I am creating a racing positioning system, and i need to find the direction of a segment of track. I had the idea to use the cross product of the start of the segment (x) and the world (z) to yield the Y axis.
However, because of the nature of cross product, if i get the x axis vector as opposite
e.g a-b -> b-a
the y axis is inverted in some cases, because of the nature of obtaining the vertices.
So i ask you, can you think of a way of getting a segment direction as an alternative method? Or how can i fix my problem? Many thanks!
Are you trying to get a cars orientation relative to the worlds orientation, or relative to the tracks orientation?
Actually, there was an episode of “Adventures in Game Development” that covers the basic algorithm:
That should work well enough for most racing games.
There is also a more “mathematical” method, which uses the equation of a curve as a “track guide”, and projects the position of the racers to that curve - but this is, from what I understand, done in 2D space (throw away the Z axis).
So, it’s essentially a transformation from 3D to 2D to 1D (you’re trying to solve for time “t” in the curve function, which then indicates “rank”).
… There was one more interesting method I read about, which utilizes vector fields to do this in a very clever way, but I can’t remember the relevant details - sorry.
Place sequentially numbered empties at key points on the track. (Anywhere the track turns significantly- you’ll figure out the behaviour.) Pull these into a script via object name (perhaps by generating the sequential names, if there are a lot of empties) and store them in a list.
Search and find the empty closest to the racer. Then check the empties sequentially before and after the closest, and again select the one the racer is closest to.
Put the two indices in sequential order with an if/else clause. (So that, basically, you have the two points before/after the racer’s current position.)
i0 = index of first empty
p0 = position of first empty
p1 = position of second empty
pr = position of racer
pos = (i0 + (p1 - p0).length / (pr - p0).length) / len(array of empties) + number of laps done (found by another method)
Tada. Calculate for each racer and compare to find the rankings.
This doesn’t find the distance along the track in any useful sort of unit, but it will work for comparative purposes.
Hope this helps/works.
Trying to pull data from the track polygons seems impractical…
Is there something wrong with method I proposed?
Whilst that method i’ve used before will give you positions;
a)it requires hard coded empties, or at least numbered empties
b)It will give an incorrect figure: If you imagine this scenario:
An empty is centered in the track. Three cars are in row, all aligned with each other. Taking a distance reading to the empty will give the most central car a shorter distance, meaning that it is ahead.
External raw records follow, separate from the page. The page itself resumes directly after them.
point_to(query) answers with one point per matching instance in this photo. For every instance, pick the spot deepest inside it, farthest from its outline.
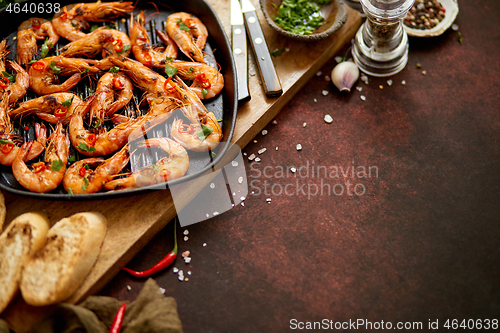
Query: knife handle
(272, 85)
(240, 54)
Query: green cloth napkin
(150, 312)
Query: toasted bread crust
(55, 272)
(20, 240)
The method im using attempts to solve this.
Instead of using a single point to measure distances, it has a vector between intersections of segments of the track. This is then projected forward to the furthest vertex at the other end of the segment, to give a reference within that segment, of distances to a point on that projection, defined by the intersection of a vector to the projection, the vector with the same direction as the direction of the segment. Let me draw a diagram.
I’m going for a slightly different method, getting the direction of the segment by the midpoint of the start vertices, and the midpoint of the end vertices, and using the vector between the two as the direction
Why can i not use sum() on a list of vectors?
Does it not use the built in operators?
Also, what is dot product - i’m learning about vectors as i go, so any help is really useful!
At a basic level, the dot product is used to obtain the cosine of the angle between two vectors.
It’s a really good idea to get your head around vectors since matrices are a natural expansion of vectors (a vector is a 1-dimensional matrix).
Just when you think you have vectors and matrices sorted feel free to go pop your head with quaternions.
For summing a list of vectors, there’s no reason I can see that it’s not implemented. You could always write your own function…
import mathutuils.Vector as Vector
vec1 = Vector[0,1,0]
vec2 = Vector[1,2,5]
vec3 = Vector[99.827, 428, 3.14159265359]
vecs = [vec1, vec2, vec3]
total_vec = Vector[0,0,0]
for vec in vecs:
total_vec += vec
Here’s a modification of the calculation which accounts for the problem you mentioned.
pos = (i0 + (p1-p0).normalized().dot(pr - p0) / (p1-p0).length) / len(empties) + laps
The system is then, essentially, snapping the racer’s position to the closest point on a linearly-interpolated path defined by the empties.
I honestly don’t think there is a solution better than this, short of using a spline path, but the maths for that would become much more complex.